When the news of Gwynn’s passing hit major league clubhouses last week, it was met with fear: “Could it happen to me?” was on many minds. Certainly, true baseball fans would hate to witness a fate for them anything like the one that claimed “Mr. Padre,” the San Diego icon who was revered by players and fans alike.

E-cigarettes supply nicotine addicts — smokers and chewers — with a satisfying dose of their craved drug, but without the toxic chemicals. There is rapidly accumulating evidence that e-cigarettes are both safe and effective in helping smokers and chewers quit, and the vapor emitted contains nothing likely to harm innocent bystanders.

Despite the widespread assumption that Gwynn’s fatal cancer was the result of his chronic, prodigious chewing habit, the causality cannot be scientifically verified. (Nor could the 2012 death of the Beastie Boys’ musician Adam Yauch at age 47 to the same cancer. A Buddhist vegan, Yauch did not use tobacco). Even Gwynn himself attributed his disease to tobacco use — a common drive among cancer patients to find something to explain the inexplicable.
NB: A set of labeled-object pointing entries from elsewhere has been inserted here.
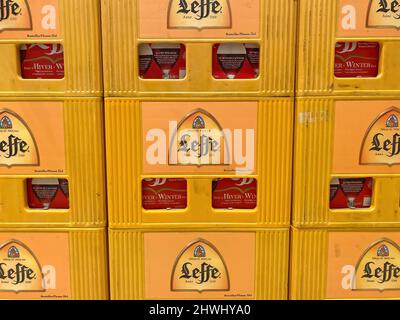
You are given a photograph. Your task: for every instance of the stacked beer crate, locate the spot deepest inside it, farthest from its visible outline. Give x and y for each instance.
(346, 217)
(52, 172)
(199, 129)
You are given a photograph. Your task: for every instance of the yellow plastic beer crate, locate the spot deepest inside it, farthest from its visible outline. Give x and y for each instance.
(200, 265)
(345, 264)
(52, 167)
(53, 264)
(199, 141)
(348, 47)
(130, 26)
(50, 48)
(347, 156)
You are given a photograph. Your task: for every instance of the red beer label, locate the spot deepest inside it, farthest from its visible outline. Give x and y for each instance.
(48, 194)
(351, 193)
(42, 61)
(236, 61)
(356, 59)
(162, 61)
(234, 194)
(164, 194)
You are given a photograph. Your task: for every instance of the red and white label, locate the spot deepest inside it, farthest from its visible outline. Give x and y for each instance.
(357, 59)
(351, 193)
(42, 61)
(164, 194)
(236, 61)
(162, 61)
(46, 194)
(234, 194)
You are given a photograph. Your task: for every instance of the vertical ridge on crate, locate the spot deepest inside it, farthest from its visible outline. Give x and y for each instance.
(317, 20)
(87, 177)
(88, 264)
(120, 113)
(313, 141)
(308, 265)
(272, 265)
(127, 283)
(280, 80)
(81, 77)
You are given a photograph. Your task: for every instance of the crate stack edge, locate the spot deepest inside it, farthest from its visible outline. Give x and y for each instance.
(346, 206)
(260, 111)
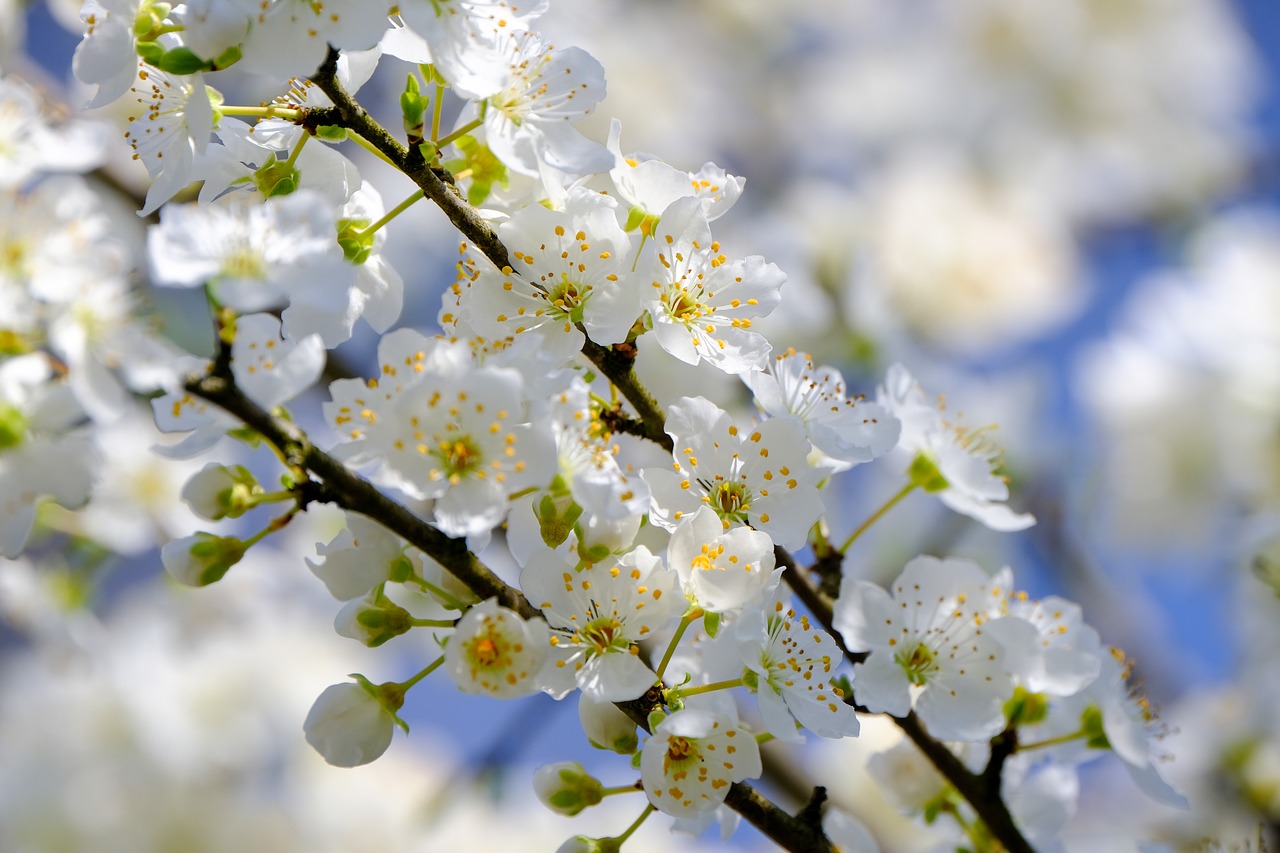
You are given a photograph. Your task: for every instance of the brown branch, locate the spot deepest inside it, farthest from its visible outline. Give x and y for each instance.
(350, 491)
(617, 365)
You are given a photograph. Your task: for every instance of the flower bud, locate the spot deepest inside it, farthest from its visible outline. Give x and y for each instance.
(606, 726)
(373, 620)
(588, 844)
(566, 788)
(201, 559)
(350, 725)
(220, 492)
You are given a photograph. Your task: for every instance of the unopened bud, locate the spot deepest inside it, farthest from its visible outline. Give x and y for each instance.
(201, 559)
(220, 492)
(373, 620)
(566, 788)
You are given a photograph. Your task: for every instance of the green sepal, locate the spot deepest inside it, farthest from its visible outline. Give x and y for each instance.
(356, 240)
(275, 178)
(656, 716)
(246, 434)
(1091, 726)
(227, 58)
(150, 53)
(414, 108)
(1025, 708)
(485, 168)
(711, 623)
(924, 474)
(401, 570)
(13, 427)
(635, 217)
(182, 60)
(333, 133)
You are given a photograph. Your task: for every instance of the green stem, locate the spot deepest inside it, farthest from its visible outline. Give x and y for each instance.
(373, 149)
(689, 619)
(621, 789)
(275, 524)
(648, 810)
(287, 113)
(877, 515)
(1051, 742)
(435, 110)
(705, 688)
(462, 131)
(273, 497)
(430, 623)
(430, 667)
(297, 150)
(394, 211)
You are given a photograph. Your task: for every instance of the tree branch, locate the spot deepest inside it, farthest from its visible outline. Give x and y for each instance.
(617, 365)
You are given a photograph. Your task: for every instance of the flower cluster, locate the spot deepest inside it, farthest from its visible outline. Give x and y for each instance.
(652, 538)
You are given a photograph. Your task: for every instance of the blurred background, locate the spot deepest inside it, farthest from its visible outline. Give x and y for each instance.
(1063, 214)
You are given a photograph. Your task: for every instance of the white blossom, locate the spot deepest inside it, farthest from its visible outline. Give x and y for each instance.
(928, 648)
(693, 757)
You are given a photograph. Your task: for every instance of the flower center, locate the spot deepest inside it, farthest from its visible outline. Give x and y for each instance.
(731, 501)
(568, 297)
(458, 456)
(679, 749)
(918, 664)
(681, 306)
(604, 634)
(243, 261)
(484, 651)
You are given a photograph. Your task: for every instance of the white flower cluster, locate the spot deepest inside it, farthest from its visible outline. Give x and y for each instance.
(654, 550)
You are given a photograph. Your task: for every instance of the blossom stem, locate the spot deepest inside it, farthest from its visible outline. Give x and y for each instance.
(432, 623)
(707, 688)
(435, 110)
(430, 667)
(286, 113)
(621, 789)
(462, 131)
(394, 211)
(275, 524)
(297, 150)
(273, 497)
(648, 810)
(689, 619)
(877, 515)
(446, 598)
(373, 149)
(1051, 742)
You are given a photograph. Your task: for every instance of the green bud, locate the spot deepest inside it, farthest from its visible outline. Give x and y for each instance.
(150, 51)
(1091, 724)
(356, 241)
(227, 58)
(924, 474)
(201, 559)
(414, 108)
(182, 60)
(556, 519)
(275, 178)
(485, 169)
(711, 624)
(1025, 708)
(566, 788)
(373, 620)
(13, 427)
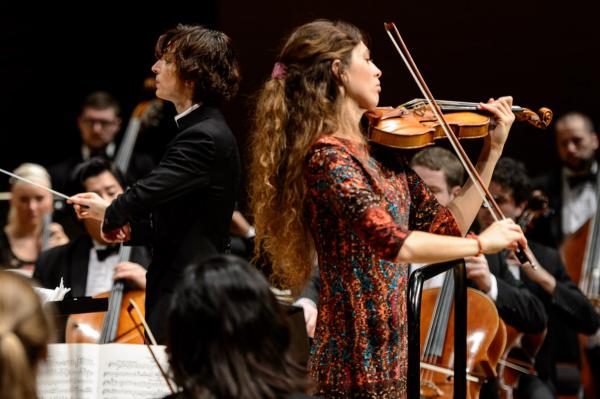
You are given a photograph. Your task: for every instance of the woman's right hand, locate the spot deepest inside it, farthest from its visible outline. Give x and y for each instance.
(500, 235)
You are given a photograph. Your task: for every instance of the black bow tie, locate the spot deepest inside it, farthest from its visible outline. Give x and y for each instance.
(104, 253)
(577, 180)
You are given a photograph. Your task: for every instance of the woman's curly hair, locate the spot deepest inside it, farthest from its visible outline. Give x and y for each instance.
(292, 110)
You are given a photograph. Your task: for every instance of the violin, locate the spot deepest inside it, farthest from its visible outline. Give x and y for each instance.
(414, 125)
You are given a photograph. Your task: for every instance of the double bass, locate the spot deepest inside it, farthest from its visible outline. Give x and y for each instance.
(116, 324)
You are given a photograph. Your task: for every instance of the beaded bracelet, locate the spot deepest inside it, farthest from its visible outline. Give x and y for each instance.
(476, 238)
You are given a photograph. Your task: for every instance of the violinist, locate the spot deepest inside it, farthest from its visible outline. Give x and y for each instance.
(571, 189)
(89, 264)
(21, 239)
(318, 193)
(183, 208)
(568, 310)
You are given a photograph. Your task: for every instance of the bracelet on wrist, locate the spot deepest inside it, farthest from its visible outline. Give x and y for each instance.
(475, 237)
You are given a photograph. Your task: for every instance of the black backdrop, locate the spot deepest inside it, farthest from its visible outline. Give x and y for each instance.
(542, 55)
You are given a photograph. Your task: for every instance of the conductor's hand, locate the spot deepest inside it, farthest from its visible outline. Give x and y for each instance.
(120, 234)
(133, 272)
(57, 235)
(502, 234)
(89, 206)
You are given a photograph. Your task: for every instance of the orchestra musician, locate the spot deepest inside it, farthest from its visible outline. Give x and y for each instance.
(183, 208)
(99, 122)
(88, 264)
(318, 192)
(569, 311)
(571, 188)
(29, 220)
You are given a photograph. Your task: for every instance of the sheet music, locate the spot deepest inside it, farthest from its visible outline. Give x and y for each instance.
(112, 371)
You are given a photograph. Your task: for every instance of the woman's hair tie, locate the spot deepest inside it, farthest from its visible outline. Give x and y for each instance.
(279, 71)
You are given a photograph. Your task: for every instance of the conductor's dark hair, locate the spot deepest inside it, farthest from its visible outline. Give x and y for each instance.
(203, 57)
(226, 334)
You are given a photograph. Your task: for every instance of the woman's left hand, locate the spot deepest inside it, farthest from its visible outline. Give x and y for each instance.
(89, 206)
(503, 120)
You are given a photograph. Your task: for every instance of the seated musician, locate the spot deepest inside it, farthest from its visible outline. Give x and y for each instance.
(226, 335)
(568, 309)
(23, 237)
(88, 265)
(441, 170)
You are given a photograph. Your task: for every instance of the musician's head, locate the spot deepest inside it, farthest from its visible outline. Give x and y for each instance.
(99, 120)
(576, 140)
(196, 62)
(28, 203)
(226, 334)
(511, 189)
(99, 176)
(322, 83)
(441, 171)
(25, 331)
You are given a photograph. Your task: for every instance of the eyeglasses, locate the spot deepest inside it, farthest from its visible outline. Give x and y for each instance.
(499, 200)
(104, 123)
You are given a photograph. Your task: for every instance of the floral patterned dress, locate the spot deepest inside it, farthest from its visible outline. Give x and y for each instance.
(360, 212)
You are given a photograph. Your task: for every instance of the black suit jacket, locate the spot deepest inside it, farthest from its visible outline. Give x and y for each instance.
(183, 207)
(549, 230)
(62, 173)
(516, 305)
(569, 312)
(64, 181)
(71, 262)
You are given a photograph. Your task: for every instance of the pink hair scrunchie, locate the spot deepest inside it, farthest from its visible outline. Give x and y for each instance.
(279, 71)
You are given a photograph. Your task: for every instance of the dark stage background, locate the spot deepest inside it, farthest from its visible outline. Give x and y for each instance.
(469, 50)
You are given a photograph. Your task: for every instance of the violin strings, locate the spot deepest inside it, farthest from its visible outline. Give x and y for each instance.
(413, 71)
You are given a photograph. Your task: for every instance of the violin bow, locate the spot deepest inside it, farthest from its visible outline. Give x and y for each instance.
(133, 306)
(488, 199)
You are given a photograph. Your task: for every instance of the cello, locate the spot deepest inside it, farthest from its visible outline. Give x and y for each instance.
(436, 116)
(581, 255)
(486, 339)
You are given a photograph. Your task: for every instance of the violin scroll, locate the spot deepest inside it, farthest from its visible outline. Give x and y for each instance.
(540, 119)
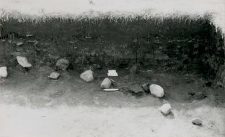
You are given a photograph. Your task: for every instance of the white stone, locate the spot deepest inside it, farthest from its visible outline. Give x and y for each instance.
(112, 73)
(23, 61)
(106, 83)
(62, 63)
(54, 75)
(3, 72)
(87, 76)
(165, 109)
(156, 90)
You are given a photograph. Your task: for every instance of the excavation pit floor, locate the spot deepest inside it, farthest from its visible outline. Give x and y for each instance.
(31, 105)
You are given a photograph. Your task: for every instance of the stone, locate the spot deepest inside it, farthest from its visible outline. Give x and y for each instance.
(156, 90)
(62, 64)
(54, 75)
(165, 109)
(3, 72)
(87, 76)
(145, 87)
(106, 83)
(197, 122)
(200, 95)
(135, 69)
(23, 61)
(19, 43)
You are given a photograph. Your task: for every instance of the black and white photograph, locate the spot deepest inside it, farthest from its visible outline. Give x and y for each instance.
(112, 68)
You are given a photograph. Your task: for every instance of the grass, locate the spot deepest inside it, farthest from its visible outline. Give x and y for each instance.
(130, 9)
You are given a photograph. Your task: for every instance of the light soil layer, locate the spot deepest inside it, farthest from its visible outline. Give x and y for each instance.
(31, 105)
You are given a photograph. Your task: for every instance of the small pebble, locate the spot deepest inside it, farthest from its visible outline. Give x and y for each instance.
(197, 122)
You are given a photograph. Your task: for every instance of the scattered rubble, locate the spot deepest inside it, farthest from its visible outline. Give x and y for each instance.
(106, 83)
(156, 90)
(135, 69)
(19, 43)
(145, 87)
(165, 109)
(197, 122)
(23, 61)
(3, 72)
(200, 95)
(113, 89)
(112, 73)
(87, 76)
(54, 75)
(62, 64)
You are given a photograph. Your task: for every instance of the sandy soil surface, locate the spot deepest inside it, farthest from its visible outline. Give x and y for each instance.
(31, 105)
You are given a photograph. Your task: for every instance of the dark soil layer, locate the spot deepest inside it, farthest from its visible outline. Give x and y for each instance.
(179, 44)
Most often, cancer is a bolt from the blue, without specific cause — except when it comes to tobacco, since so many cancers (among other diseases) are, in fact, caused by tobacco use.

However, the overwhelming majority of “tobacco-caused” cancers are attributable to smoking cigarettes. Modern, refined smokeless tobacco products such as snus (which is neither chewed nor spit) have been shown not to cause oral cancer, but less-refined chewing tobacco has some increased risk. It should be noted that the medical literature categorically fails to support any link between cancer of the parotid salivary gland — the cause of Gwynn’s passing — and tobacco of any type, including “spit” or “chaw.”

E-cigarettes would reduce the risk of cancer and premature disability for all of baseball’s tobacco users. There’s another benefit: ridding the sport of the pervasive, disgusting spitting would enhance the enjoyment of the national pastime for everyone, especially women and girls who are particularly put off by the habit.

Everything possible should be done to assist major leaguers in combating the physical and emotional toll of nicotine addiction, especially when the drug is obtained from toxic tobacco. If that means calling upon e-cigarettes — a promising newcomer to the nicotine-delivery game — to make an appearance with it all on the line, that’s a safe opportunity that shouldn’t be missed.

Gilbert Ross, a physician, is medical and executive director of the American Council on Science and Health.